Kaine is running against fellow former Gov. George Allen (R) for the seat of retiring Sen. Jim Webb (D) in a state vital to both parties' hopes of winning the White House and the Senate majority.
Allen, running for the seat he lost in 2006, has said on the campaign trail that Kaine would be a "rubber-stamp" for the president, the National Republican Senatorial Committee refers to Kaine as Obama's "No. 1 cheerleader," and GOP-aligned outside groups such as Crossroads GPS have run ads highlighting Kaine's support for the 2009 stimulus package.
After working under the president for more than a year as chairman of the Democratic National Committee and as the first governor outside Illinois to endorse Obama's first bid for president, separating himself from the president was always an unlikely path for Kaine. Indeed, he has appeared with Obama several times on the campaign trail this year, including last week in the college town of Charlottesville.

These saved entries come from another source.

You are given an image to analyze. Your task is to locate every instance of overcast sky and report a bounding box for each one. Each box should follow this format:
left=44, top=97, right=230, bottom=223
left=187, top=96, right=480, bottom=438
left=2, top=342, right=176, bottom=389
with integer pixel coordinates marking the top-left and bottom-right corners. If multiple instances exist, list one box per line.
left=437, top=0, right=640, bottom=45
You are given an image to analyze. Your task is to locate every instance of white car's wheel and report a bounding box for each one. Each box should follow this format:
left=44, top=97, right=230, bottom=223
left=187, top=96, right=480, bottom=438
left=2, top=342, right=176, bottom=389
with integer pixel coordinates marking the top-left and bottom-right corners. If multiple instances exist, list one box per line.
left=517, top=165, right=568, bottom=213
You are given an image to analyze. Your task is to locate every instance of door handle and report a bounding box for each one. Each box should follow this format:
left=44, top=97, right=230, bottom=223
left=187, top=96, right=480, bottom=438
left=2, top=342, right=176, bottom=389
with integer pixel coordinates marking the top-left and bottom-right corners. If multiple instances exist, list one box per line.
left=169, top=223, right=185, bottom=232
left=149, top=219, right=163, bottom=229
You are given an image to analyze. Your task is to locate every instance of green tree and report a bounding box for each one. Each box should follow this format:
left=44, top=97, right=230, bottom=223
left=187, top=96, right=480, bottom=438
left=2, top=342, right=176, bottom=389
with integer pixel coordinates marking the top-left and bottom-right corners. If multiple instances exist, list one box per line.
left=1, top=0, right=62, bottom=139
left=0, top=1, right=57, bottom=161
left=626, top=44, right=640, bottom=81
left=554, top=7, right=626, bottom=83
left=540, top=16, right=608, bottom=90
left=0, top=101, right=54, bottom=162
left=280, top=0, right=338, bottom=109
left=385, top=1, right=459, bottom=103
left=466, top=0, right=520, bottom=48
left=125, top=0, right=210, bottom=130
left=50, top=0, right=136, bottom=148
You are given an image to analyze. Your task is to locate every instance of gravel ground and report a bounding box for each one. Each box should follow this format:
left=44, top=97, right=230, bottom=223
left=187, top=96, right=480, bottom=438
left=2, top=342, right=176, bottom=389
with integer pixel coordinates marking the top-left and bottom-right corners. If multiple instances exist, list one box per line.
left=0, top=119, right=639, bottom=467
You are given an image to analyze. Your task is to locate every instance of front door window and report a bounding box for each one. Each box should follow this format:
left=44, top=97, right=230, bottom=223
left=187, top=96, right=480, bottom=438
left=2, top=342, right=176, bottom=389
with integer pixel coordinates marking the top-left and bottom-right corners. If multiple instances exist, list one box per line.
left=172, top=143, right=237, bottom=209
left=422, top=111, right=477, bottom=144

Speaking with reporters after the Virginia delegation breakfast on Tuesday at a hotel near the Charlotte airport, Kaine said that unlike Allen, he will work with the president next year whether it's Obama or Republican nominee Mitt Romney.
"I support the president, and I think Virginians want the president to succeed," Kaine said. "When my opponent started to put these billboards up, 'Tim Kaine, Obama's Senator, Not Virginia's,' I looked at it and thought, 'Wow, is it really anti-Virginian to support the president of the United States?'"
Rep. Gerry Connolly (D-Va.) told Roll Call after the breakfast that it was a faulty assumption by the GOP that Kaine's ties to Obama and the DNC were a liability. Virginia Gov. Bob McDonnell's position as chairman of the Republican Governors Association has hardly hurt his approval ratings, and Obama has actually led in Virginia polling all year, he said.
"So actually Obama is an asset, not a liability," Connolly said. "Every time they remind people of that association, I think it helps Tim Kaine."
American Crossroads, a GOP-aligned super PAC, is working to chop down Obama's small lead in the state. It launched a 30-second TV ad Wednesday, backed by a $1.1 million investment and running for 10 days, that attacks Obama on the economy and his health care law.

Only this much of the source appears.